The Code Signing Certificates (CSC) also known as Software Publisher Certificates (SPC), implements the PKI framework and x.509 v3 standard [RFC5280]. These verify that the signed code has not been altered and the source that developed the code can be trusted by the person installing the software. Software publishers obtain a code signing certificate from TSPs through a vetting process where the identity is verified. Although a digital signature does not guarantee that the software is safe to execute, it helps to establish trust and ensures that an executable program has not been tampered with or replaced by malware.

Incidents with Code Signed Certificates

Having access to valid digital signatures, cyber criminals are able to deploy malicious software capable of bypassing platform protections and anti-virus scanners. These valid code signing certificates normally associated with trusted entities, reduce the possibility of malicious software being detected in enterprise networks, intrusion detection systems and end-point security software. Network security appliances performing deep packet headers analysis become less effective when legitimate SSL/TLS traffic initiated by malicious software. The main issue relays with the processes of undoing, revoking and resigning code signing certificates. These operations involve a certain degree of complexity for software publishers and often not correctly implemented.

There have been a number of high profile cases with significant impact in users trust, involving code signing certificates issued by well-known TSPs such as Comodo, Thawte, and Symantec. Excluding security breaches with TSPs (described in a previous ENISA Info Note) the majority involved the theft of private keys (Dell, RealTek, JMicron, Duqu, Malaysian Government, Opera, Bit9, Adobe and D-Link).

Recommendations

In 2016, ENISA published an Info Note titled Certificate Authorities - The Weak Link of Internet Security providing several recommendations that are still valid today. More recently, ENISA published a report drawing important recommendations for TSPs. An important aspect to it is the obligation for TSPs to notify these type incidents, already inforce by Article 19 on eIDAS regulation.

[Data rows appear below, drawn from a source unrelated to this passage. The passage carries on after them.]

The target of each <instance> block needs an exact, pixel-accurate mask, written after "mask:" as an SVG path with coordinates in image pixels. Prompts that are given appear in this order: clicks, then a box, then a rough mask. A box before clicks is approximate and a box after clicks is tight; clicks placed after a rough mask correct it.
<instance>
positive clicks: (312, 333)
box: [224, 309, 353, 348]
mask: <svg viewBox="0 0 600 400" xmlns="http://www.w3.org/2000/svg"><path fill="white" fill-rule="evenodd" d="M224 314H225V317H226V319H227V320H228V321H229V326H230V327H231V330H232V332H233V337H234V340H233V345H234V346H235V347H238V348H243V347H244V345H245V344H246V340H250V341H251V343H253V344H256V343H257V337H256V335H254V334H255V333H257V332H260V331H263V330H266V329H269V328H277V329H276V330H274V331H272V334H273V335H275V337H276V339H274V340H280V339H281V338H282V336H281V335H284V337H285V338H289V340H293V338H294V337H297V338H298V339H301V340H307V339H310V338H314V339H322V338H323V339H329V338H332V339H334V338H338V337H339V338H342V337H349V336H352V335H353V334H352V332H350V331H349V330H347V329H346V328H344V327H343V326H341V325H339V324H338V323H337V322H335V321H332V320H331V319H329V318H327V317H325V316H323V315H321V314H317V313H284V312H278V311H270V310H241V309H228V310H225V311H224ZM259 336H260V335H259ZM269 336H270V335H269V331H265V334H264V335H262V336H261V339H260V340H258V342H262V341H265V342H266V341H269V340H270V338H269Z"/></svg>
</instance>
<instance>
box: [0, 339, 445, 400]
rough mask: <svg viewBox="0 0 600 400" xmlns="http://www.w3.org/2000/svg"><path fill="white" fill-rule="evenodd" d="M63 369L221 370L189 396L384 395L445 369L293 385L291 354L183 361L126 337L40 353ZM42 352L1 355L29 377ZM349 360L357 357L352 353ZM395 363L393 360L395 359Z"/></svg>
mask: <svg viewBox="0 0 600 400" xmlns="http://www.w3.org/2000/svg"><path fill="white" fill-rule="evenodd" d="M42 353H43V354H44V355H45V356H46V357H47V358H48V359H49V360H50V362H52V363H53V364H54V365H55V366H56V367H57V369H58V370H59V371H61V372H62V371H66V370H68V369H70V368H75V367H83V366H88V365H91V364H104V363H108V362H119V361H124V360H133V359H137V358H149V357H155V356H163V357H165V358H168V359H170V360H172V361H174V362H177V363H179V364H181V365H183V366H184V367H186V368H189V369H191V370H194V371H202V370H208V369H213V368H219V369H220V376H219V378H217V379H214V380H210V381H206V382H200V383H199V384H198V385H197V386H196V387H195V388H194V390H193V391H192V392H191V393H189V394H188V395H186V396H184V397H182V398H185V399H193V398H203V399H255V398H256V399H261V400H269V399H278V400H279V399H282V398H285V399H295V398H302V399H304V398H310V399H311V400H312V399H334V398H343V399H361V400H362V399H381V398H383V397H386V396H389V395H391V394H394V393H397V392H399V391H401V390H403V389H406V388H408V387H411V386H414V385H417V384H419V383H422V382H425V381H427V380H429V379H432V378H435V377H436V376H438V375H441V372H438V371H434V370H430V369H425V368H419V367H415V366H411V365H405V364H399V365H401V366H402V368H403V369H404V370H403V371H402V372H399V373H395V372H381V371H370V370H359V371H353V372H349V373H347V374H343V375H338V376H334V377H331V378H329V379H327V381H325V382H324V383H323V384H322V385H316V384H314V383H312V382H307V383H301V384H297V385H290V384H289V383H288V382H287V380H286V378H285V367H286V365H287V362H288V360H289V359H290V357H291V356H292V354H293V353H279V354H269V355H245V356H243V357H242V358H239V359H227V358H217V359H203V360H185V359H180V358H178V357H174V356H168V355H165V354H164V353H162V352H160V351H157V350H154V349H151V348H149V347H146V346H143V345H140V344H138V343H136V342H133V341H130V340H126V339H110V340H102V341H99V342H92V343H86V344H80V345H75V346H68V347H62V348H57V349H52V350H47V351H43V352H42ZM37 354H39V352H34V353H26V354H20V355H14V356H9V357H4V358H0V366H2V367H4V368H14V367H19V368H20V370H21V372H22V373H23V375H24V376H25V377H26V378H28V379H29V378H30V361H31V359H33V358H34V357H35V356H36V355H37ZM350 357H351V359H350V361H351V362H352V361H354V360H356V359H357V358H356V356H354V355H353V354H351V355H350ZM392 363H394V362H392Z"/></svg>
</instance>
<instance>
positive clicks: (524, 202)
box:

In relation to Code Signing Certificates abuse, real-time certificate validity check in situations such as undoing, revoking and resigning would contribute to reduce this type of incidents.

A list of recommendations to mitigate the risks with code-signed certificates abuse:

• Software publishers to implement additional checks asserting code signing certificates validity.
• Owners of digital certificates to consider these as high value assets and implement adequate security policies and procedures to protect certificates and cryptographic keys from theft or loss.
• Once malicious activity covered by legitimate traffic is identified, users are urged to contact the TSPs for incident disclosure and insert the compromised certificate into the revocation list (CRL) as per RFC5280.
• TSPs to provide quicker response to incidents that involve the abuse of revoked certificates and follow the incident report obligation as per Article 19 of eIDAS regulation.

Closing Remarks

Trust is the cornerstone of the digital ecosystem and code signing certificates as one of the foundational components. The certification landscape has been under scrutiny for the multiple security incidents and breaches haunting the Digital Trust Model. In the particular case of code signing certificates, users expect that when a digital certificate is revoked, all security endpoints and intrusion detection systems immediately alert and block any malicious software of abusing it, what is clearly not the case.  Furthermore, extensive due diligence and oversight of software publishers using code signing certificates is required to regain confidence. The future of code signing certificates should not relay exclusively on TSPs and software publishers, rather a collective effort that includes software industry players adopting trust-by-design and policy makers introducing supervision and regulation.